Exploring Large Models for Time Series

Source

Core Claim

This THUML presentation frames large time-series models as an early-stage foundation-model direction where generalizability, task generality, scalability, and emergent interfaces are still much less mature than in language or vision models.

Curation Notes

Alex’s note: treat this primarily as a strong historical overview of the large-time-series-model landscape at the time of publication. Its value comes from the Tsinghua/THUML time-series research school being an active, capable group in the area; use it as a field map and perspective source before checking specific benchmark claims against primary papers.

Key Contributions

  • Surveys early native pretrained time-series models, including ForecastPFN, Lag-Llama, TimesFM, TimeGPT, MOIRAI, Chronos, MOMENT, and Timer.
  • Separates native time-series pretraining from large-language-model adaptation for time series, with AutoTimes used as the main THUML example of an LLM-based forecasting route.
  • Presents Timer as a task-general decoder-only time-series model built around UTSD, single-series sequence formatting, next-token prediction, and generative formulations for forecasting, imputation, and anomaly detection.
  • Emphasizes long-context forecasting and Timer-XL as a route toward larger context windows for time-series foundation models.
  • Introduces OpenLTM as a codebase for developing and evaluating large time-series model designs.

Method Notes

The source is a slide deck, not a full paper. It is useful as a curated THUML perspective on the early large-time-series-model landscape and as a guide to the group’s terminology, resources, and open problems.

For wiki synthesis, treat the deck’s benchmark claims as secondary pointers unless they are checked against the primary papers. Its most durable value is the interface framing: time-series foundation models need data infrastructure, scalable architectures, task-general adaptation, multivariate modeling, textual or exogenous context, and evaluation beyond single benchmark scores.

Evidence And Results

The deck reports Timer few-shot gains, imputation improvements, anomaly-detection results on UCR Anomaly Archive tasks, scaling gains from larger Timer variants, and zero-shot comparisons among several large time-series models.

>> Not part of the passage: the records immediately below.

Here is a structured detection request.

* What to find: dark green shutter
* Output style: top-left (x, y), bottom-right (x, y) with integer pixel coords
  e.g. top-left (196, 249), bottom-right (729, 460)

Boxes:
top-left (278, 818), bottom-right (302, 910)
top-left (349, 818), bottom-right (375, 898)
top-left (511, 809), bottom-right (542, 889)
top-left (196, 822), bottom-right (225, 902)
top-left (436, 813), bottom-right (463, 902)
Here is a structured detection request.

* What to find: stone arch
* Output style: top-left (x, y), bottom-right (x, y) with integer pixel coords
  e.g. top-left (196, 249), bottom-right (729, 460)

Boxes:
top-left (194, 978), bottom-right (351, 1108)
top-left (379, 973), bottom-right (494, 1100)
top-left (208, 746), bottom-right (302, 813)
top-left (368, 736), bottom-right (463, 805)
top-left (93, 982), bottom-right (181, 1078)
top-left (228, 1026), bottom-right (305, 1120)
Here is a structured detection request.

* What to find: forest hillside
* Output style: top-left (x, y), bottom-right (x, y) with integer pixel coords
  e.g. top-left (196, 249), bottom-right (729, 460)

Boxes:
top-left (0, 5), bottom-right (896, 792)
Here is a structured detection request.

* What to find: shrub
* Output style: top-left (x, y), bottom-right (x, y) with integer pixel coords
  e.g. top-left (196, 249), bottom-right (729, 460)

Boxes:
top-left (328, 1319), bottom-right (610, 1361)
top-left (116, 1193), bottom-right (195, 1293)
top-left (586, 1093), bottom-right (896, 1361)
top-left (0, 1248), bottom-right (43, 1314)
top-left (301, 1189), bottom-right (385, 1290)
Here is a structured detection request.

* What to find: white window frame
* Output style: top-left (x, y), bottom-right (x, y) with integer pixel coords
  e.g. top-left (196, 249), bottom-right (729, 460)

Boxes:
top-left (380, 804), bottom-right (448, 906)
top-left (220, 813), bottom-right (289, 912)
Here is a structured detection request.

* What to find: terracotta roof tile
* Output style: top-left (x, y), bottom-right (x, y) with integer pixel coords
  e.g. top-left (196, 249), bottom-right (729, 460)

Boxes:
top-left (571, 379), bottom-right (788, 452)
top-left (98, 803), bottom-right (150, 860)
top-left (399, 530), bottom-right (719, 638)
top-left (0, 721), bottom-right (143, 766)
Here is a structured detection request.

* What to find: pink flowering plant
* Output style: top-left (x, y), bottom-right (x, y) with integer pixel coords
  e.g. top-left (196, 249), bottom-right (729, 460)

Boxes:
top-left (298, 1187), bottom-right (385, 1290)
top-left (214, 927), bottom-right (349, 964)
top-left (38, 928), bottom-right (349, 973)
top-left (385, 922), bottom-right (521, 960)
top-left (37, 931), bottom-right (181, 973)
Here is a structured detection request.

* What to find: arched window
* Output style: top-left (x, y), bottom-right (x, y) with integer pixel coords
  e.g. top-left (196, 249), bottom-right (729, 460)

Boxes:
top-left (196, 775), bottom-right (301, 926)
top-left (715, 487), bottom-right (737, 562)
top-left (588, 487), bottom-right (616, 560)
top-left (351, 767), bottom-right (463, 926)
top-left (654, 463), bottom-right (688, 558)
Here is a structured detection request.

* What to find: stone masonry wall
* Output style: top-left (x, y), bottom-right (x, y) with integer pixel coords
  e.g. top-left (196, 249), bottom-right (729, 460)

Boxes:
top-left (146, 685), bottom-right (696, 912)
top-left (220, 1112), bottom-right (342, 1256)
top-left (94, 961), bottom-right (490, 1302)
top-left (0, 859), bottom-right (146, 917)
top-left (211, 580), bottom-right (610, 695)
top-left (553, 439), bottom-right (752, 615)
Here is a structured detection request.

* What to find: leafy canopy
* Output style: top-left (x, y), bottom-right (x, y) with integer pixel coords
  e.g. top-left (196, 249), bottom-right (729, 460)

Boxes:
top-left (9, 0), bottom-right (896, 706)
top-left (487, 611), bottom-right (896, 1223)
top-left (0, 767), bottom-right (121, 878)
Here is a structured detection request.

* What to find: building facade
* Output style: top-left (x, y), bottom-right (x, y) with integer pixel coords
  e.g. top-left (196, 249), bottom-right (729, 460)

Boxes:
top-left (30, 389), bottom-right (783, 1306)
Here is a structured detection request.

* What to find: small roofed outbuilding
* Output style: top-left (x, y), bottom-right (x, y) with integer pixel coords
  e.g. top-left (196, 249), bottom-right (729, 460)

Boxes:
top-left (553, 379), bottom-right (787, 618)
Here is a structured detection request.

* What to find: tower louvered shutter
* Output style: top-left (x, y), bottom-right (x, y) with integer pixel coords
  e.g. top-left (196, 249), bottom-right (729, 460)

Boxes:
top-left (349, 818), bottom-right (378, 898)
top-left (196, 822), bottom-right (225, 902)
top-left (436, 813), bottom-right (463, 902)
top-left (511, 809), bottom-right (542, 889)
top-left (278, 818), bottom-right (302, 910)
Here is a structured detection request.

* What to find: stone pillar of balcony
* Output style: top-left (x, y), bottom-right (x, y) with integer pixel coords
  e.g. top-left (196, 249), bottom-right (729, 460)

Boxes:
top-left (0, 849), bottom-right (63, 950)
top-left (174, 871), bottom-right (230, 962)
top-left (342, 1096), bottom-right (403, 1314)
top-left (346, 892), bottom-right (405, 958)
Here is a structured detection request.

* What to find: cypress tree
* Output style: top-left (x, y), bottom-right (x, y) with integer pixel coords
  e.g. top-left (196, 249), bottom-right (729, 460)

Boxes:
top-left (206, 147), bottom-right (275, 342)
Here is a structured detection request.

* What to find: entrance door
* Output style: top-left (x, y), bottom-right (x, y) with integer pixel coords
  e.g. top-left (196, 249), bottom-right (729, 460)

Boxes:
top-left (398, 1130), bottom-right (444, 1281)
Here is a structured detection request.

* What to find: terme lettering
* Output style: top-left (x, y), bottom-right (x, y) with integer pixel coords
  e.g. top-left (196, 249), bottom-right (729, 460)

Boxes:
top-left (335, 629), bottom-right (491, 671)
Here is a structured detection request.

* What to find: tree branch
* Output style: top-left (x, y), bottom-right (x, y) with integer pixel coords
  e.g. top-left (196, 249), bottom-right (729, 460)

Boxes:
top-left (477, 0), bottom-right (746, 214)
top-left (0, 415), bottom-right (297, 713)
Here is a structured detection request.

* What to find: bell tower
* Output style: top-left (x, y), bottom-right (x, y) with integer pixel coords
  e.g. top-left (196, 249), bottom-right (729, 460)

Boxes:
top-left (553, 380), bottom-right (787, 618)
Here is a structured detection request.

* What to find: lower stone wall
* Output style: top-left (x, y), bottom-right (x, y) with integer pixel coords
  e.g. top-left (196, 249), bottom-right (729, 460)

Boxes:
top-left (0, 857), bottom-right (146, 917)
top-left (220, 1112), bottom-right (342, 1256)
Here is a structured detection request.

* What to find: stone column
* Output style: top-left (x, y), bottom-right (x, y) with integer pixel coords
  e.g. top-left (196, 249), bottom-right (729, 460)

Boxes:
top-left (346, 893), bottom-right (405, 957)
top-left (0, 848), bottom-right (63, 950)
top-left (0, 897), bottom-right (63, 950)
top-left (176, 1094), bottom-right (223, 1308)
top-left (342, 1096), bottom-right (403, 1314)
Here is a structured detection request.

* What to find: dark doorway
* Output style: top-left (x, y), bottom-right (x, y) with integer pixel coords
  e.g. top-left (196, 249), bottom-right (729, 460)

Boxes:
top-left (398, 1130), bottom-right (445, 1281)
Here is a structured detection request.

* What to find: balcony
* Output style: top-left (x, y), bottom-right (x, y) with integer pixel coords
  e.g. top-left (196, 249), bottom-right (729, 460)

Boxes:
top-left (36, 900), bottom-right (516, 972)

It also highlights long-context forecasting as a separate problem from ordinary long-horizon forecasting.

For LLM-based forecasting, the deck presents AutoTimes as a low-parameter adaptation method for decoder-only LLMs, with in-context forecasting and autoregressive generation as the target interface.

Limitations

  • Many figures and plots are only partially represented in extracted text, so the PDF should remain the source of truth for visual evidence.
  • Several results are presented as overview claims rather than fully specified experiments.
  • The deck itself says current large time-series models remain limited by conservative prediction objectives, single-series learning interfaces, weak use of multivariate correlations and domain knowledge, and unclear transfer behavior across applications.

Open Questions

  • Which claims from the deck should be promoted into topic-level synthesis after checking against the primary Timer, AutoTimes, Timer-XL, and OpenLTM sources?
  • Should OpenLTM and AutoTimes receive dedicated source or entity pages in this wiki?